Sponsored by Mike Rounds (R-SD)
What it does
This bill would modify the rules governing "merchant banking" — the authority that allows financial holding companies (large banks and their affiliates) to make equity investments in commercial and industrial companies. The specific provisions are not detailed in the bill text as introduced, but merchant banking modernization legislation typically would update investment limits, holding periods, or oversight requirements under the Bank Holding Company Act. The bill has been referred to the Senate Committee on Banking, Housing, and Urban Affairs and has not yet been amended or marked up.
Who benefits
Large financial holding companies and their investment arms, which could gain expanded authority or reduced restrictions on equity investments in commercial firms. Private equity and venture capital sectors, which may benefit from reduced competition barriers or clearer rules. Commercial and industrial companies seeking capital from bank-affiliated investors. Potentially small and mid-sized businesses if the bill expands access to bank-sourced equity financing.
Who is hurt
Smaller community banks that lack merchant banking authority and may face increased competitive pressure from larger institutions. Non-bank commercial lenders and independent private equity firms that compete with bank-affiliated investors. Consumers and the broader public if expanded bank involvement in commercial firms increases systemic financial risk. Employees of commercial companies acquired by bank affiliates, if the bill reduces oversight of those investments.
Supporters argue
Supporters argue that current merchant banking rules, established under the Gramm-Leach-Bliley Act of 1999, are outdated and prevent U.S. financial institutions from competing effectively with foreign banks and private equity firms that face fewer restrictions. They contend that modernizing these rules would channel more capital into American businesses, particularly in emerging industries, and that robust Federal Reserve oversight already provides sufficient safeguards against systemic risk.
Opponents argue
Opponents argue that expanding bank involvement in commercial companies blurs the line between banking and commerce — a separation that has been a cornerstone of U.S. financial regulation since the Bank Holding Company Act of 1956 — and that the 2008 financial crisis demonstrated the dangers of allowing large financial institutions to take on complex, illiquid equity positions. They contend that loosening these rules could increase systemic risk and create conflicts of interest that harm both borrowers and the broader financial system.
Constitutional context
Congress has broad authority to regulate financial institutions and their investment activities under the Commerce Clause (Art. I, §8, cl. 3), as banking and capital markets are quintessentially interstate commercial activity under Wickard v. Filburn (1942).
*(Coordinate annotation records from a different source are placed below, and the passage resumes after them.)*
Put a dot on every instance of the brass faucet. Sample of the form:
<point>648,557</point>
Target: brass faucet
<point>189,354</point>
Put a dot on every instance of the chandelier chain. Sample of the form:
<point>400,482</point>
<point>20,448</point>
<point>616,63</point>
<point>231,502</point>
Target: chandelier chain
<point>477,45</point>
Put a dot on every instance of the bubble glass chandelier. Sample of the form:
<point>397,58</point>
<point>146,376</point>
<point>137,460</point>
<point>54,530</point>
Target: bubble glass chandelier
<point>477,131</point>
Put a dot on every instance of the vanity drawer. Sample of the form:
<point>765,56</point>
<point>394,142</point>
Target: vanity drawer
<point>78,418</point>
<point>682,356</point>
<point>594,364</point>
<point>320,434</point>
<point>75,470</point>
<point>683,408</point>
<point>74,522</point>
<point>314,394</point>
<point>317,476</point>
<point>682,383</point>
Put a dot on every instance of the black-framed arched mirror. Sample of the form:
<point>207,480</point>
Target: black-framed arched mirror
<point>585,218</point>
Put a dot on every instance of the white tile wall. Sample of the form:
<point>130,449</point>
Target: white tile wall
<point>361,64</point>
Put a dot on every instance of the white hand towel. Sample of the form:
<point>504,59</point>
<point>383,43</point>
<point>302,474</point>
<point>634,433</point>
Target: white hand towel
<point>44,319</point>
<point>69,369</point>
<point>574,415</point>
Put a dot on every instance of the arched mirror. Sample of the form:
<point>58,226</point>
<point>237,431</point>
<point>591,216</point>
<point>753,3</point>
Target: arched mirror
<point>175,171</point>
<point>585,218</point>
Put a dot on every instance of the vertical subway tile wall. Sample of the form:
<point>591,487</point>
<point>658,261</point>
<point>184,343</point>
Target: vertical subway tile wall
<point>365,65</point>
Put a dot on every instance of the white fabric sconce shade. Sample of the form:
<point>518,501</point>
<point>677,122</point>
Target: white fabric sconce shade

If the bill delegates significant new rulemaking authority to the Federal Reserve or other agencies, post-Loper Bright (2024) courts would independently review whether any resulting agency rules stay within the statutory boundaries Congress sets.
Checks and balances
Congress would set the new statutory framework; the Federal Reserve and potentially other banking regulators (OCC, FDIC) would gain or retain rulemaking and supervisory authority over merchant banking activities; courts would independently review agency rules under post-Loper Bright standards.
Historical precedent
The Gramm-Leach-Bliley Act of 1999 established the current merchant banking authority for financial holding companies, repealing Depression-era Glass-Steagall separations between banking and commerce; subsequent Federal Reserve rules set the investment limits and holding periods this bill would likely modify.